Cooperative epidemics on multiplex networks

TL;DR

This paper analytically investigates how two diseases co-spread on multiplex networks, revealing phase transitions and thresholds influenced by cooperative interactions, with implications for understanding complex epidemic dynamics.

Contribution

It introduces an exact analytical framework for symmetric coinfection on multiplex networks, accounting for layer overlap and cooperation effects, and characterizes phase transitions and cluster properties.

Findings

Identification of epidemic thresholds and phase diagrams.

Discovery of a tricritical point with transition type change.
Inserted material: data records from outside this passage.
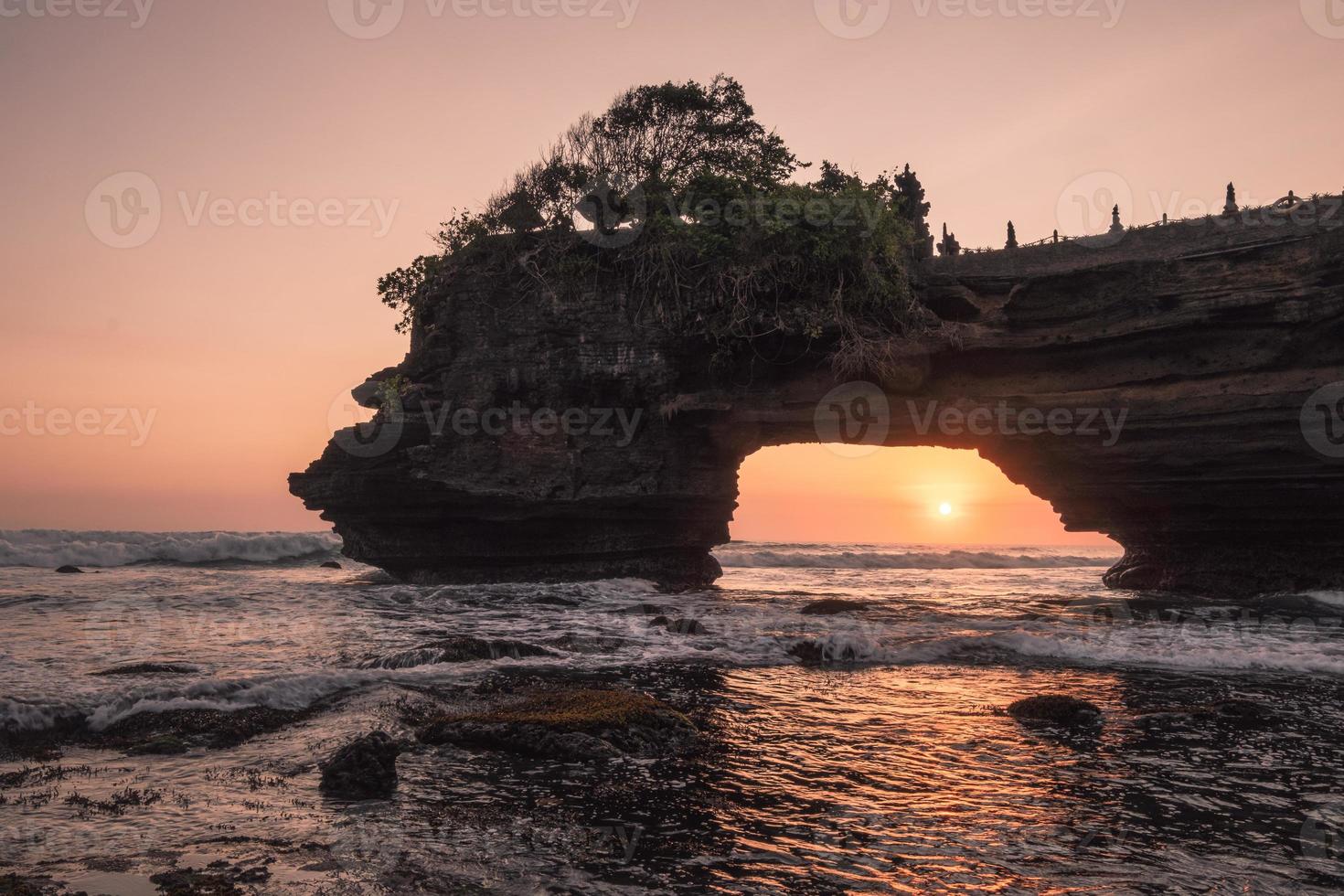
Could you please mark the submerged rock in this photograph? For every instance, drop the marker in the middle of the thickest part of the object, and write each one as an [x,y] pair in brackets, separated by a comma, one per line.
[159,746]
[220,879]
[1055,709]
[831,606]
[581,723]
[149,669]
[16,885]
[454,650]
[687,626]
[1235,713]
[363,769]
[212,729]
[814,653]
Comparison between coinfected and viable clusters.

Abstract

The spread of one disease, in some cases, can stimulate the spreading of another infectious disease. Here, we treat analytically a symmetric coinfection model for spreading of two diseases on a two-layer multiplex network. We allow layer overlapping, but we assume that each layer is random and locally loopless. Infection with one of the diseases increases the probability of getting infected with the other. Using the generating function method, we calculate exactly the fraction of individuals infected with both diseases (so-called coinfected clusters) in the stationary state, as well as the epidemic spreading thresholds and the phase diagram of the model.With increasing cooperation, we observe a tricritical point and the type of transition changes from continuous to hybrid. Finally, we compare the coinfected clusters in the case of cooperating diseases with the so-called "viable" clusters in networks with dependencies.